Session Description: Most programs want their composition courses to prepare students well for writing in various disciplines. But what does it mean to be well prepared for writing in the disciplines (WID)? This workshop session asks participants to examine assumptions and practices. What goals should we set? What assignments should we give? How should we structure in-class and out-of-class work?
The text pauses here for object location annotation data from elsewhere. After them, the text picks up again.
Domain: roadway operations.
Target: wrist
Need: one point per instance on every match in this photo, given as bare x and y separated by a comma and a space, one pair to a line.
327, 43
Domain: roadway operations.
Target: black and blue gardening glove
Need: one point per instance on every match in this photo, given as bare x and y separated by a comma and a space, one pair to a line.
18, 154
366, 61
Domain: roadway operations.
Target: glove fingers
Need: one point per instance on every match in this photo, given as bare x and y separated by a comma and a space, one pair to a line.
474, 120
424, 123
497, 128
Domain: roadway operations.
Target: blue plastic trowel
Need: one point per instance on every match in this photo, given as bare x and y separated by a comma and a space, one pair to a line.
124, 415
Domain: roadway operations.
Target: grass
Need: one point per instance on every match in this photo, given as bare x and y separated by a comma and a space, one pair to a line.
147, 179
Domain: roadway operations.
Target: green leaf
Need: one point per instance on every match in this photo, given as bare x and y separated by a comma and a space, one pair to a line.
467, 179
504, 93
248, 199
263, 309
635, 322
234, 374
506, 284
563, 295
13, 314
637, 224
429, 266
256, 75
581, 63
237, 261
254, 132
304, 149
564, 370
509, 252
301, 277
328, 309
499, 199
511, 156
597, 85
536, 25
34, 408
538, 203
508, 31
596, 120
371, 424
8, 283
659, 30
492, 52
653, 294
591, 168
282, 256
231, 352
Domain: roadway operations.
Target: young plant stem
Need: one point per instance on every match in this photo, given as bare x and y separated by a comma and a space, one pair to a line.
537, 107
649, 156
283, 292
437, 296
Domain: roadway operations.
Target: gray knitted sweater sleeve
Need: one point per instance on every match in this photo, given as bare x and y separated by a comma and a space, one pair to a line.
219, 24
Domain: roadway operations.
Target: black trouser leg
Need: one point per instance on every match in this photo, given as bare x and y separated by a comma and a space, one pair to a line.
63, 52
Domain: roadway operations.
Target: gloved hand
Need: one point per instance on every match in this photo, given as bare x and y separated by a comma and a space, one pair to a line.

If the goal is to help students transfer writing practices from our classes to other disciplines, how can we best proceed?

Multimodality in Composition

Scott Lloyd DeWitt, The Ohio State University
Director, The Digital Media Project

Session Description: This workshop will explore the use of digital media in the
contexts of our varied college composition programs. We will consider a range of contemporary digital literacy practices—alphabetic, visual, audio—while imagining composition classes that include a meaningful course of study in the analysis and production of multimodal texts. The workshop will include examples of students’ digital media work that illustrate innovative, rhetorically–based approaches to composing.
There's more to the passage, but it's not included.